Introduction
This project focuses on performing sentiment analysis using Python on tweets related to 2024 Indonesian presidential candidates. Sentiment analysis aims to classify text into positive or negative sentiment categories using machine learning techniques. The project employs two main methodologies: Naive Bayes as a baseline model and BERT (Bidirectional Encoder Representations from Transformers) for advanced sentiment analysis.
Dataset
The dataset consists of tweets from three Indonesian presidential candidates: Anies Baswedan, Prabowo Subianto, and Ganjar Pranowo.
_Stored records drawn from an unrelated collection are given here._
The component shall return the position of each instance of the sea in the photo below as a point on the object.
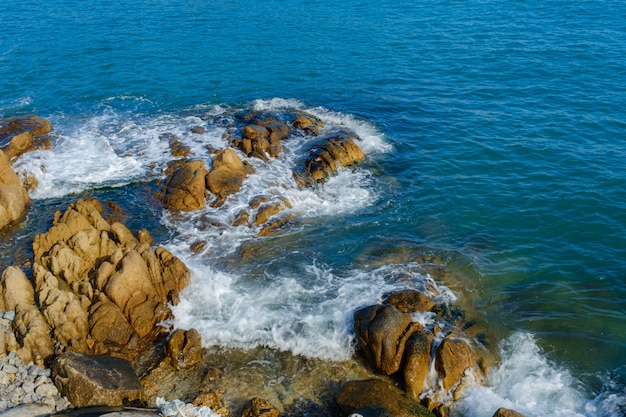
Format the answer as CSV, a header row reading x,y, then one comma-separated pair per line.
x,y
495,134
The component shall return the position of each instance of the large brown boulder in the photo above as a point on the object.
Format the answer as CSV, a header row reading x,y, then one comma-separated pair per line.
x,y
13,196
453,357
184,348
226,175
357,395
417,362
337,151
185,189
99,288
382,332
92,380
20,134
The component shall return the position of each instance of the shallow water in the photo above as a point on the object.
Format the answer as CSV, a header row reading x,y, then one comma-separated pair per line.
x,y
493,131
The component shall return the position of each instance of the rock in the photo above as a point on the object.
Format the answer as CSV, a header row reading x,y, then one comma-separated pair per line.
x,y
417,362
357,395
410,301
15,289
13,196
258,407
32,333
29,410
326,158
184,348
17,134
505,412
452,358
371,411
185,187
308,123
92,380
226,175
382,332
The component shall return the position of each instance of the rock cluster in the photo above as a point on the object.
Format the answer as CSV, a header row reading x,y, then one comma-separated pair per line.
x,y
190,184
432,362
100,289
27,384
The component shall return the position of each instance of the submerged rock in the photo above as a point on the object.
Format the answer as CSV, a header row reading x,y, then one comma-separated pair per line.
x,y
92,380
334,152
357,395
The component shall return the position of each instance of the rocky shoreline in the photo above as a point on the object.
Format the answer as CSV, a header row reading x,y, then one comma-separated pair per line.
x,y
84,321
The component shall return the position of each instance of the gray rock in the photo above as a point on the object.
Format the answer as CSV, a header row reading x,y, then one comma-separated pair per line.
x,y
10,369
92,380
47,390
28,387
28,410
Each dataset includes columns such as ‘Tweet Count’, ‘Text’, and ‘label’ (indicating sentiment as ‘Positive’ or ‘Negative’). The combined dataset is used for training and evaluating the sentiment analysis models. Dataset >>
Data Preprocessing
Data preprocessing involves several steps to clean and prepare the text data for analysis
- Text Cleaning: Removing special characters, URLs, mentions, and non-ASCII characters.
- Handling Missing Data: Dropping rows with missing values.
- Balancing Classes: Addressing class imbalance by oversampling using RandomOverSampler.
- Text Tokenization: Tokenizing text for both Naive Bayes (using CountVectorizer and TfidfTransformer) and Transformers (using BERT’s tokenizer).
Model Architecture
Base Model
- Utilizes CountVectorizer and TF-IDF Transformer for tokenizing and vectorizing text.
- Implements a Multinomial Naive Bayes classifier to predict sentiment based on tokenized features.
BERT (Bidirectional Encoder Representations from Transformers):
- Uses the BERT model from Hugging Face’s transformers library.
- Tokenizes input text and generates input sequences using BERT’s tokenizer.
- Develops a custom neural network architecture around TFBertModel for sentiment classification.
- Model architecture includes input tokenization, attention masks, and a dense softmax layer for classification.
- Trains the model on tokenized input data and evaluates its performance using various metrics.
Result
Naive Bayes:
Achieved an accuracy of approximately 85% with balanced precision and recall scores for both ‘Positive’ and ‘Negative’ sentiments.
BERT Model:
- Achieved an accuracy of 93% with high precision, recall, and F1-scores for both sentiment classes (‘Positive’ and ‘Negative’).
- Outperformed the Naive Bayes baseline significantly, demonstrating superior performance in sentiment classification tasks.
Conclusion
This project demonstrates the effectiveness of both traditional machine learning (Naive Bayes) and state-of-the-art deep learning techniques (BERT) for sentiment analysis of tweets. The BERT model, in particular, showed robust performance in classifying sentiment with high accuracy and reliability. Future work could involve further fine-tuning of models, exploring additional datasets, and potentially deploying the BERT model for real-time sentiment analysis applications.